When Ben Gardner wanted to fire up growth at his food safety management company, Navitas Group, he turned to equity investment.
Last summer Navitas, which has devised digital food safety technology to help food and hospitality outlets better monitor and record appliance and food temperatures, secured £750,000 of private equity from the Midlands Engine Investment Fund.
“We had struggled for debt finance and so we turned to equity,” explains Ben. “It wasn’t an easy decision, especially as Navitas grew out of my family’s 31-year-old environmental health consultancy, ESB. We merged the two last May and I took over as CEO, but we remain a family business with my mum and sister working here. We wanted and did manage to retain majority control.”
Doing your research
Similar emotive dilemmas were experienced by Julianne Ponan, boss of free-food brand Creative Nature, when raising £500,000 in a Seedrs crowdfunding campaign last year. She gave up 7% of equity.
“It was our first funding round and I didn’t want to give equity up too early.
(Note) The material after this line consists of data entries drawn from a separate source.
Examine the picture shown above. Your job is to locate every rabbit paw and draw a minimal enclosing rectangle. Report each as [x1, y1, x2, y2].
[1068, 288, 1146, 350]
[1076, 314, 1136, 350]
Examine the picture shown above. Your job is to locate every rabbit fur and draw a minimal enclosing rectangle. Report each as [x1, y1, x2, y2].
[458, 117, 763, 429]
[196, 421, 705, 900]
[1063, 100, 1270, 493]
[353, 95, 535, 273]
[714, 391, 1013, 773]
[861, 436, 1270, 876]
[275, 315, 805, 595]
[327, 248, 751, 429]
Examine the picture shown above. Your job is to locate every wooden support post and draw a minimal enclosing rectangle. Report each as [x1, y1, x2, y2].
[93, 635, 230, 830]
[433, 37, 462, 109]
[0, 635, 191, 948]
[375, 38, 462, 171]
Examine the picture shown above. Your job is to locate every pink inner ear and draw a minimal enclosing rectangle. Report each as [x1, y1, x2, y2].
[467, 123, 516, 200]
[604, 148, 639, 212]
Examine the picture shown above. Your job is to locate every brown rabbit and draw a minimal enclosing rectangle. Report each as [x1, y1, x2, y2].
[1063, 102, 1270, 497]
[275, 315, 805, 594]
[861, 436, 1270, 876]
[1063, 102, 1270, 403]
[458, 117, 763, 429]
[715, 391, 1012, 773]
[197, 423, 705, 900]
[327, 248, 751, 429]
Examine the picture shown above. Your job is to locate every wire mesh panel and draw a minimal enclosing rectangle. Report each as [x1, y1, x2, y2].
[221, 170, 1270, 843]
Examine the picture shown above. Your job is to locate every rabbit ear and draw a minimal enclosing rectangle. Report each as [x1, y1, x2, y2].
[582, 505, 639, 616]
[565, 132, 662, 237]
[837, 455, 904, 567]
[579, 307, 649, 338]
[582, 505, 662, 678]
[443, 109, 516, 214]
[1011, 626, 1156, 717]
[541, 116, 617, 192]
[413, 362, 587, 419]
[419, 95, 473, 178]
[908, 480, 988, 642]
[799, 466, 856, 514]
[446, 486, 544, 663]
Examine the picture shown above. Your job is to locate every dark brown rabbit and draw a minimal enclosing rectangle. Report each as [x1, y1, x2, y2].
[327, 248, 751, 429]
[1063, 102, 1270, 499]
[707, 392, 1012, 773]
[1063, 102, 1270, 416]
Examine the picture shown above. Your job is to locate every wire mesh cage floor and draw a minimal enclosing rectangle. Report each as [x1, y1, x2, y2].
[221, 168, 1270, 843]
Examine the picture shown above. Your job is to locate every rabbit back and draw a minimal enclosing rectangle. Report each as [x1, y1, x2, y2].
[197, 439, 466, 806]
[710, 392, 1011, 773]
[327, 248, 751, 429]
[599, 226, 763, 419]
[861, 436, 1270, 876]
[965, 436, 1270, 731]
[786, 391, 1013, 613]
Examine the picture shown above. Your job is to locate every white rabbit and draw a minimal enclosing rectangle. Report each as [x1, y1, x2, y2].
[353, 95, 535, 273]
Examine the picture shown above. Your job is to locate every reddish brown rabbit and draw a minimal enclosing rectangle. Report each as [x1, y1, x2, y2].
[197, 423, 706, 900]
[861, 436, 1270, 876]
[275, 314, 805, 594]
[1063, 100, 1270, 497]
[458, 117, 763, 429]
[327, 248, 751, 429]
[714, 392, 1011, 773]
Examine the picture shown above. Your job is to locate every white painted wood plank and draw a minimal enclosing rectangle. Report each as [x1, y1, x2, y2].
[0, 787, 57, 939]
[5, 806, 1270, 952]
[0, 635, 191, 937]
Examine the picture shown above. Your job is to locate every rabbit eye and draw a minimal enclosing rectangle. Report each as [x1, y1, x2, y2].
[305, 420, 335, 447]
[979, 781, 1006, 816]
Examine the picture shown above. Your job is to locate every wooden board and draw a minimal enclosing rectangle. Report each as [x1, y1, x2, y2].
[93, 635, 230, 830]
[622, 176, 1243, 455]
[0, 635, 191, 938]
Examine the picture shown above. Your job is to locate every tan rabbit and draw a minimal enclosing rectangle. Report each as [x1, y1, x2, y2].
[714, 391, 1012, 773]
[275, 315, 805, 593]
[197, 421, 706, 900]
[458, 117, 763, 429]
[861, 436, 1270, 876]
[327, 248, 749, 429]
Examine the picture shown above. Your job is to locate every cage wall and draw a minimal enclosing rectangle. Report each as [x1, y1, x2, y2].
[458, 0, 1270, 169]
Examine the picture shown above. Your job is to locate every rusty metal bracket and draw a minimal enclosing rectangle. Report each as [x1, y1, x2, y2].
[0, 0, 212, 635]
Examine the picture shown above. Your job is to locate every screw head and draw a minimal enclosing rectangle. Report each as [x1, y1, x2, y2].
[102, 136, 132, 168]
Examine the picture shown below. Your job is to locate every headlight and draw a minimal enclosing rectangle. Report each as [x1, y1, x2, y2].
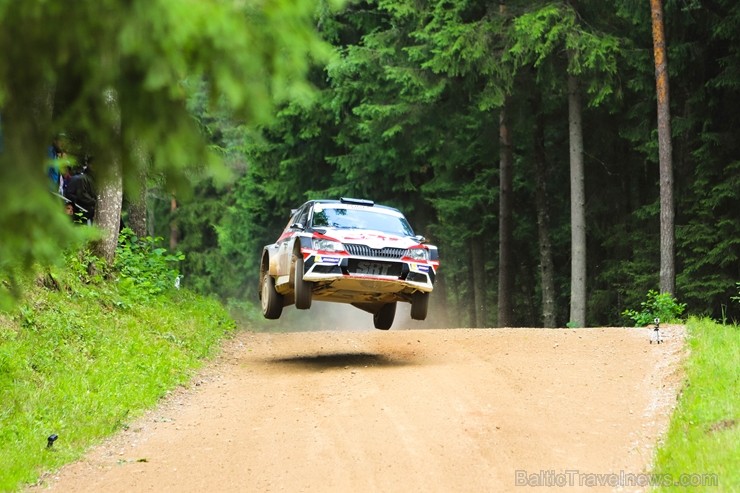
[313, 238, 344, 252]
[406, 248, 429, 260]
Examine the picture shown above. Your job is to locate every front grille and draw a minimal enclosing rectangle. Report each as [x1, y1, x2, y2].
[344, 244, 406, 259]
[347, 258, 403, 277]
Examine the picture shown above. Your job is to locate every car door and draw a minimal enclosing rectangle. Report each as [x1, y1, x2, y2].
[278, 203, 311, 277]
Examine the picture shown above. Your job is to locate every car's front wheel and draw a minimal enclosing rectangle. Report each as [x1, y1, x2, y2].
[373, 303, 396, 330]
[411, 292, 429, 320]
[294, 254, 312, 310]
[260, 272, 283, 320]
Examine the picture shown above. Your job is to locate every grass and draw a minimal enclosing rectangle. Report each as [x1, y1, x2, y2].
[653, 318, 740, 492]
[0, 262, 234, 491]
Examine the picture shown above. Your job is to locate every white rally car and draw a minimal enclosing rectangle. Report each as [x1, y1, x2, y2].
[259, 198, 439, 330]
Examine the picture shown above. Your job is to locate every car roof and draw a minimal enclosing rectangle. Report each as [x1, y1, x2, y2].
[304, 197, 403, 215]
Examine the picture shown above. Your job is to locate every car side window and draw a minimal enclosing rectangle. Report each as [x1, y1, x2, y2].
[295, 206, 310, 228]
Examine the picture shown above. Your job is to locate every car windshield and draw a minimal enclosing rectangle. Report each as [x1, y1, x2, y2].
[311, 207, 414, 236]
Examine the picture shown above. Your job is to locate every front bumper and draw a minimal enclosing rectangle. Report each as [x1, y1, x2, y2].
[303, 252, 437, 293]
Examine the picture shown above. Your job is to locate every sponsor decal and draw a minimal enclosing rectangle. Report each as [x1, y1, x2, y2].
[314, 255, 340, 265]
[409, 263, 429, 274]
[355, 261, 391, 276]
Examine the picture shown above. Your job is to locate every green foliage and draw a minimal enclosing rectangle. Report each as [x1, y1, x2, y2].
[0, 253, 234, 491]
[173, 0, 740, 325]
[652, 318, 740, 492]
[0, 0, 336, 284]
[113, 228, 185, 299]
[622, 289, 686, 327]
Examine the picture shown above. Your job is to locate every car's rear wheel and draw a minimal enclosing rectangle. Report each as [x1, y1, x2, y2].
[373, 302, 396, 330]
[411, 292, 429, 320]
[294, 254, 312, 310]
[260, 272, 283, 320]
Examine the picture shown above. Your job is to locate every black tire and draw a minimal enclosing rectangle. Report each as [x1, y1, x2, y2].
[411, 292, 429, 320]
[293, 253, 313, 310]
[260, 272, 283, 320]
[373, 302, 396, 330]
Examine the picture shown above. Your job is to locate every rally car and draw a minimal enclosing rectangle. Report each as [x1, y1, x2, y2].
[259, 198, 439, 330]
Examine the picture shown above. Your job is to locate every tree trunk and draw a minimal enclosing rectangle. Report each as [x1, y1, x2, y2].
[533, 97, 556, 327]
[93, 163, 123, 264]
[650, 0, 676, 295]
[568, 74, 586, 327]
[470, 236, 488, 327]
[93, 89, 123, 264]
[498, 98, 514, 327]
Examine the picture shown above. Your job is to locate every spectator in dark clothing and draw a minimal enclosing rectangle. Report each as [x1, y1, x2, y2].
[65, 166, 97, 224]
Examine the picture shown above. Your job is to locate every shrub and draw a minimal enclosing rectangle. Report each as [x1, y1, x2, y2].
[622, 289, 686, 327]
[113, 228, 185, 299]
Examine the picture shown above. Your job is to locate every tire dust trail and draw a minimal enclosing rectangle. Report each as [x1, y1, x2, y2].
[29, 326, 685, 492]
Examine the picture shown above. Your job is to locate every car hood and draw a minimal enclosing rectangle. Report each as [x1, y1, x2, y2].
[322, 228, 419, 249]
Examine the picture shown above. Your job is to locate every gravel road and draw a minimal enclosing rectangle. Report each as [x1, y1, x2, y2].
[30, 326, 685, 493]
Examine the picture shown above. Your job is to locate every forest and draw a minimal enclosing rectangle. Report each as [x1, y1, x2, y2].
[0, 0, 740, 327]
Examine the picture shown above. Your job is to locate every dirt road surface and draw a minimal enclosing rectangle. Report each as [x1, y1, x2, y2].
[32, 327, 685, 493]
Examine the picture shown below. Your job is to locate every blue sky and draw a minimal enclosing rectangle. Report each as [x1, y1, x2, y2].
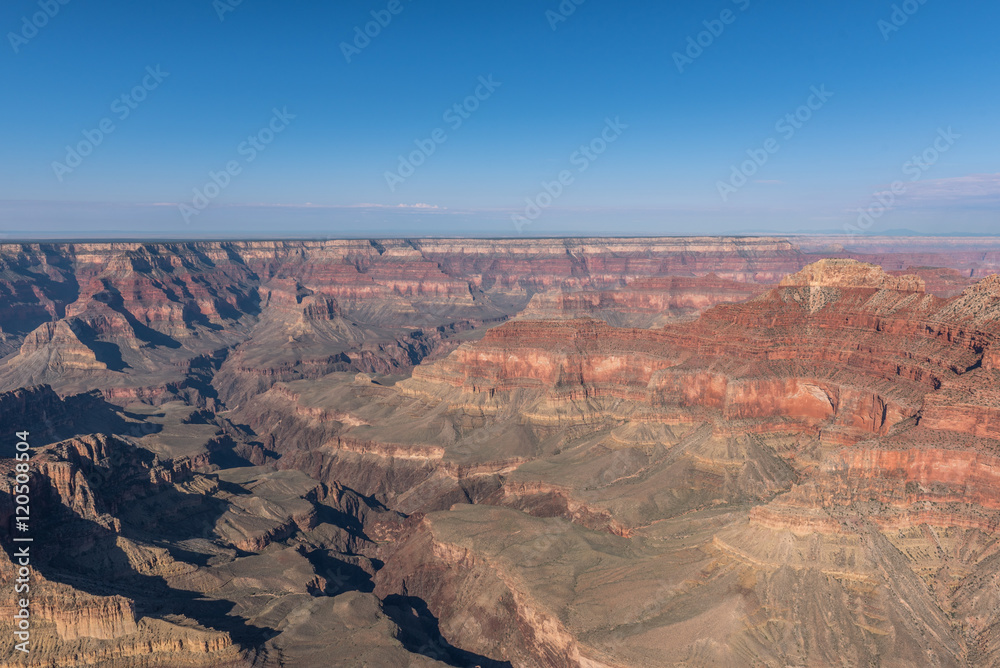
[0, 0, 1000, 238]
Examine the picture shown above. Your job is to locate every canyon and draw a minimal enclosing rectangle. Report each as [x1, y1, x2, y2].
[0, 236, 1000, 668]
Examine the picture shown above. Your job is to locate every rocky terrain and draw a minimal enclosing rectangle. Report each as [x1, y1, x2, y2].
[0, 237, 1000, 668]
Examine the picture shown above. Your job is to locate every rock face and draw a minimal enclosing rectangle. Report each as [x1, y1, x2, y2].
[0, 238, 1000, 668]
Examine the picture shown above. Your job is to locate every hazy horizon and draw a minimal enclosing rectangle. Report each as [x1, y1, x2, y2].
[0, 0, 1000, 238]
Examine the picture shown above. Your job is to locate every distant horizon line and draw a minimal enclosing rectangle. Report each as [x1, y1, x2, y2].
[0, 230, 1000, 245]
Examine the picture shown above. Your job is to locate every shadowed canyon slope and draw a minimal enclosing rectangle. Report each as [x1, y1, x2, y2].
[0, 237, 1000, 668]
We have big export plans, including the US, and we will need to do other funding rounds. You also go into business to be your own boss and giving up a large amount of equity means you lose control,” she explains.
Professor Colin Mason of the University of Glasgow’s Adam Smith Business School doesn’t like the phrase ‘giving away’ when it comes to equity. “Entrepreneurs should see it instead as getting something back. They use that investment to grow and improve their valuation,” he says.
“The motivations are ‘do I want to own 100% of a small business or less than 100% of a bigger business?’ If you come across to an investor as someone protective of their equity, it sends out a negative signal and means you may not raise anything! Take the view that it is ‘smart money’ - a partnership - and that in addition to money investors are contributing their experience, advice, connections and skills you don’t have.”
On the issue of how much equity to sell Colin says, like Julianne, you must judge whether this is the first of more funding rounds. “Each amount will dilute your equity so don’t give away too much in the first go - probably around 15% or 20%,” he adds.
This resonates with Anthony Rose, founder and CEO of SeedLegals. “We’ve found that 15% is the median amount founders are giving away in a funding round. They are thinking sequentially about future funding stages,” he explains.
“Each round you want to raise enough money and give away just enough equity – that 15% – to get you to the next growth stage. This boosts your valuation and means that even after a third round you will still own the majority of your company. If you give away 30% each time you will soon lose control. This also doesn’t suit investors who want the owners to have skin in the game to remain focused.”
He also agrees with Mason that giving up small equity slices threatens investment hopes. “Some founders try to hold all the cards by giving away only a little equity. Many companies are looking for investment and investors want to give them their cash for a good return. Don’t give them red flags not to choose you!”
Negotiation and deal structure
Rishi Anand of Venture Giants, which connects start-ups with ultra-high-net worth individuals, says equity negotiations with entrepreneurs is about negotiations and deal structuring.
“You consider estimates of cash invested, future revenues, sweat equity (the amount of time an entrepreneur has already put in to the business), and future funding rounds. It can get very complicated and subjective, especially if an investor brings other things to the equation, such as industry contacts. This then has to be valued in terms of future revenue growth and deducted from the entrepreneur’s proposed equity offering.”
Ultimately, giving up equity for investment can be a huge benefit. Ben Gardner of Navitas explains: “We have gained by being aligned with a major investor. It has helped us expand our team and we are now looking at opening a UK factory.”
Where the opinions of third parties are offered, these may not necessarily reflect those of St. James’s Place.